Este texto descreve as etapas mais específicas da fabricação de um escudo com figuras de alto-relevo produzidas em gesso. Trata-se de uma reconstrução plausível do escudo de São Luís (Luís IX), Rei da França, baseada em ilustrações de manuscritos medievais e estudos artísticos modernos.


© Bibliothèque Nationale de France/Gallica
© Dan Escott · Look and Learn
A flor-de-lis foi reproduzida segundo o contexto histórico, tomando como referência as que adornam os pilares da Sainte-Chapelle, em Paris. Por se tratar de um elemento que se repete em todo o campo do brasão, uma primeira peça foi esculpida manualmente, a partir da qual foram confeccionados moldes de silicone, permitindo assim a produção de várias cópias.


© Kristin Cashore

Foram testados diversos tipos de gesso. Algumas variedades encolheram significativamente durante a secagem, causando distorções e alterações nas dimensões das peças.

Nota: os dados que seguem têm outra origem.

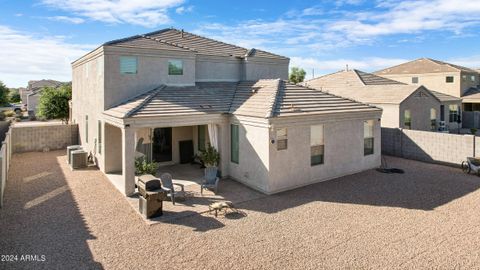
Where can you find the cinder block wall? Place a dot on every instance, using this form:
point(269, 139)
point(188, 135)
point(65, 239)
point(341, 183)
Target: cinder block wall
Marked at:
point(37, 138)
point(429, 146)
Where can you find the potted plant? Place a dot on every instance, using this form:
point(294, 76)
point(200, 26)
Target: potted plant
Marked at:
point(142, 166)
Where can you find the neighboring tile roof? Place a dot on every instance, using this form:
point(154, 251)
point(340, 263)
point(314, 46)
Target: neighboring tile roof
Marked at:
point(372, 79)
point(369, 88)
point(444, 97)
point(263, 98)
point(423, 65)
point(472, 94)
point(181, 40)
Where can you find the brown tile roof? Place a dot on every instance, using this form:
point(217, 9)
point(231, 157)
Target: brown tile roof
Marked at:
point(181, 40)
point(423, 65)
point(369, 88)
point(263, 98)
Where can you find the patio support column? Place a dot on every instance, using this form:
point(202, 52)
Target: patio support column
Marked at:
point(128, 160)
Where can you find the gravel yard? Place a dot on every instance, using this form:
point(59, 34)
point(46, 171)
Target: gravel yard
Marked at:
point(425, 218)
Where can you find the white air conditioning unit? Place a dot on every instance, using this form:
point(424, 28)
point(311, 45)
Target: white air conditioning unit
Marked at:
point(79, 159)
point(70, 149)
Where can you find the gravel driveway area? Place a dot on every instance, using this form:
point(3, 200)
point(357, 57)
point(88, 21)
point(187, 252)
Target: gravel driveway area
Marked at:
point(426, 218)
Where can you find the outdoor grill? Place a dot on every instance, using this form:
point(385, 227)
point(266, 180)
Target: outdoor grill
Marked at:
point(151, 196)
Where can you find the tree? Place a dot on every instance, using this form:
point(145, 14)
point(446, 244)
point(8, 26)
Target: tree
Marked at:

Constatou-se que certos gessos odontológicos se deterioram facilmente e são difíceis de armazenar: as primeiras flores moldadas com esses materiais tinham boa dureza, mas, à medida que novas peças eram produzidas com o mesmo lote, tornavam-se cada vez mais frágeis, esfarelando-se facilmente sob a pressão dos dedos.
Optou-se então por um estuque de uso na construção civil, que ofereceu a melhor combinação de resistência e estabilidade. As flores moldadas com esse material não sofreram retração significativa e resistiram bem ao desmolde, embora este ainda tenha exigido certo cuidado. As bases das pétalas foram as partes mais suscetíveis a se quebrarem.
Os moldes de silicone foram posicionados no verso de outro escudo com as mesmas dimensões, de modo que as flores adquirissem a curvatura correspondente às posições que ocupariam. O encaixe não foi perfeito, mas foi suficiente para o propósito. Cada cópia levou cerca de três dias para secar completamente.


As flores foram fixadas com cola epóxi em seus respectivos lugares, e os pequenos vãos entre elas e a superfície do escudo foram preenchidos com massa acrílica. Em alguns pontos, as peças foram “sangradas”, ou seja, truncadas pelas margens do escudo, característica representativa dos campos “semeados” na heráldica. Concluída a montagem, toda a face frontal recebeu uma camada de goma-laca indiana para impermeabilização.




Então, cada flor recebeu uma camada de verniz mordente, foi revestida com folha de ouro imitação e, em seguida, coberta com verniz brilhante para proteção. O excesso de ouro aderido à superfície do escudo foi cuidadosamente raspado com um canivete fino. Por fim, com a aplicação das tintas, o brasão chegou à sua forma completa e reconhecível.